Eat local? Easy for a Californian to say. Michael Ruhlman responds to Kim Severson’s New York Times piece (registration required) about the increasing demand for locally grown food. “Kim! No one tells me what I’m supposed to do in Cleveland in December.”
While Ruhlman acknowledges that “eating locally is nevertheless important for numerous reasons—from the quality of the food to broader issues such as a sustainable food supply,” he wonders how feasible it is for those outside of California’s balmy climes. “Am I supposed to live on root vegetables and pork confit ALL winter? … How does the Eat Local mandate work in the wintertime heartland?”
Not surprisingly, his blog post has elicited a good amount of feedback—from those in favor of local eating and from those who think the idea is a nonstarter, at least in the winter. “I think it’s telling that the movement to promote the consumption of local in-season foods got its start in a state with a 365 day/year growing season,” observed one reader. “If it had started in Lapland I’d say shoot, I need to take this seriously. But dude, the ground’s frozen here in the winter.”
And there are those who are a bit more (ahem) pointed in their criticism of the ideals. “It’s only a small and vocal minority of unbalanced nuts and shameless panderers to the confused, who fret about where their food comes from while refusing to acknowledge that what most people need, and deserve, is something affordable and good to eat every day,” writes another reader.
Others had suggestions for how to navigate the Midwestern winter question. “How does the Eat Local mandate work in the wintertime heartland? One word: Canning.” This suggestion, however, met with resistance from some readers. “I live in a 750 square foot apartment with a very small freezer … there’s no place for anything else, literally.”
But those who support the Eat Local mandate recommend moderation over full rejection. “Please don’t toss the eat-local baby out with the short-growing-season bathwater!” one of them pleads. Proponents point out that everyone can make some effort without hardship. “Luckily it’s not an all-or-nothing situation,” writes one reader. “Buying locally when you can (during the growing season) and then going to the supermarket when you can’t is a lot better than shopping at the megamart all year long.”
“It is fine to eat oranges in winter,” another reader explains. “For me the idea is to make sure I’m not buying something from afar that is being produced locally—this means in winter (and year round) I buy most of my dairy and meat locally. Prosciutto and French cheeses and other specialty things that aren’t produced locally I buy from independent, locally-owned retailers.”

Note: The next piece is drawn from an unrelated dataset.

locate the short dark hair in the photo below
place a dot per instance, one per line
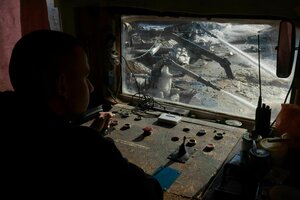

Perhaps the final word comes from an intrepid Local Eater in Maine, not a state known for a long growing season. “My personal motto is ‘do the best you can’ …. Support local farmers during the growing season, buy storage crops (like potatoes, winter squash, onions, carrots, etc.) in the fall to take you through at least part of the winter … buy local meat and dairy…. If we can source at least some of our vegetables year-round in Maine, I truly don’t understand how the rest of the country finds it such a hardship.”